This gendered division of labor is deeply embedded within the cinematic narrative itself. Male characters are typically the drivers of the narrative, controlling events through action; their gaze is powerful and can project freely within the cinematic space. In contrast, female characters are often functionally static, existing “to-be-looked-at” to satisfy the visual desires of the male audience and male characters through the display of their appearance. This display often freezes the flow of action in moments of erotic contemplation, fixating on fetishized close-ups of the female body. Thus, women in film perform the function of “to-be-looked-at-ness.” Mulvey further dissects the intertwining of three looks in cinema—the camera’s look, the audience’s look, and the character’s look—which are seamlessly sutured together through editing and narrative conventions ensuring that the audience unconsciously accepts and internalizes this patriarchal mode of seeing.
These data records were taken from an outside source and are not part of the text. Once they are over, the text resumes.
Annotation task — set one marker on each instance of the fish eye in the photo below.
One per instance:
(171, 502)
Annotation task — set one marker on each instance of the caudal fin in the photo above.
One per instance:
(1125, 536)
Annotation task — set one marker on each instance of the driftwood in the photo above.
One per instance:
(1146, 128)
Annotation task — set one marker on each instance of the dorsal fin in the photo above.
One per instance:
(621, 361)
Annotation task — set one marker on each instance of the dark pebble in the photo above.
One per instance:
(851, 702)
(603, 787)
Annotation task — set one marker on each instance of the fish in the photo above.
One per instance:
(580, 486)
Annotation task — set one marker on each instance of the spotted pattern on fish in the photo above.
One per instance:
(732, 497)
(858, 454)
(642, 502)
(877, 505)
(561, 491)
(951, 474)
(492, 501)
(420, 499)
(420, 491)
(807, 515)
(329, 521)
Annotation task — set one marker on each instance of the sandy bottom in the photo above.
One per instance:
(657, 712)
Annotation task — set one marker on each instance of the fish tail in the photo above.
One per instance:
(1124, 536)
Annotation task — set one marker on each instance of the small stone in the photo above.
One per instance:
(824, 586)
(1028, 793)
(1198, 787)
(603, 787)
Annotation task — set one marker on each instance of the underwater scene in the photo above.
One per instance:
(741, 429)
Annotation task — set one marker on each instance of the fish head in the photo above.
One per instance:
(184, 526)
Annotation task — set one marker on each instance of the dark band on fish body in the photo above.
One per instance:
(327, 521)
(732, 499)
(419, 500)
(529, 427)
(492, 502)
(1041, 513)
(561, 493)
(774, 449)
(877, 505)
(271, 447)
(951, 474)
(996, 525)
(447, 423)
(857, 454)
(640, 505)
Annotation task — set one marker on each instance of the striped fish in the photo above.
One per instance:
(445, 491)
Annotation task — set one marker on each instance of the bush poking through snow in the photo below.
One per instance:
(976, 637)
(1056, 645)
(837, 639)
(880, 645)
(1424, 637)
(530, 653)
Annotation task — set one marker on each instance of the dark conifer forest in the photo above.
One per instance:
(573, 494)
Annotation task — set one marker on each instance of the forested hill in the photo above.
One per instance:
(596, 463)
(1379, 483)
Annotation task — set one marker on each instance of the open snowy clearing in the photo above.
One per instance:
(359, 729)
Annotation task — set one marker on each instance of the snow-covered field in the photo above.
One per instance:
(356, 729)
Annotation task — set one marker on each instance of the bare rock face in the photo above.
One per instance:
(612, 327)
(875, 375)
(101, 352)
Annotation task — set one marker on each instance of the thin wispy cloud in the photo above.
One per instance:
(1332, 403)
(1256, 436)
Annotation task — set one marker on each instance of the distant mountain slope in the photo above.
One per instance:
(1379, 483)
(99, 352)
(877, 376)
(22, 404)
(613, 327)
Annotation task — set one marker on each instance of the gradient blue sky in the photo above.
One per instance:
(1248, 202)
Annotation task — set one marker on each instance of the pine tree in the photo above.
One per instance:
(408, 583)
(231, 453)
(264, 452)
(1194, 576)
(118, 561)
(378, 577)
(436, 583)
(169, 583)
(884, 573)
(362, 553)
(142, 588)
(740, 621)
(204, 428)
Introducing the core of psychoanalysis, Mulvey argues that while the female image offers visual pleasure, she also evokes a deep male anxiety: “castration anxiety,” since the woman symbolizes lack. To cope with this, the male unconscious develops two defense mechanisms that perpetuate the standard treatment of female images in Hollywood. The first is sadistic voyeurism, which typically operates through narrative; the male character asserts control over the female by investigating, accusing, punishing, or saving her, thereby demystifying her and neutralizing the threat she poses. Alfred Hitchcock’s films are frequently cited by Mulvey as prime examples of this type. The second mechanism is fetishistic scopophilia, which operates through spectacle; by over-valuing and idolizing the female body or its fragments, she is transformed into a perfect, reassuring “fetish,” disavowing the fact of castration. Films directed by Josef von Sternberg starring Marlene Dietrich exemplify this mechanism, where narrative often gives way to pure visual display.
Mulvey’s essay carries the tone of a political manifesto, calling for a new, avant-garde feminist “counter-cinema” that destroys traditional narrative coherence and visual continuity to break the “visual pleasure” encoded by patriarchy and built upon the exploitation of the female image. Although “Visual Pleasure and Narrative Cinema” was later critiqued for its rigid gender binary and neglect of female spectatorship—points Mulvey herself later revisited—its revelation of the core proposition that “looking is power” remains profoundly resonant. It taught us how to interrogate seemingly natural images and identify the ideological manipulations hidden behind the lens.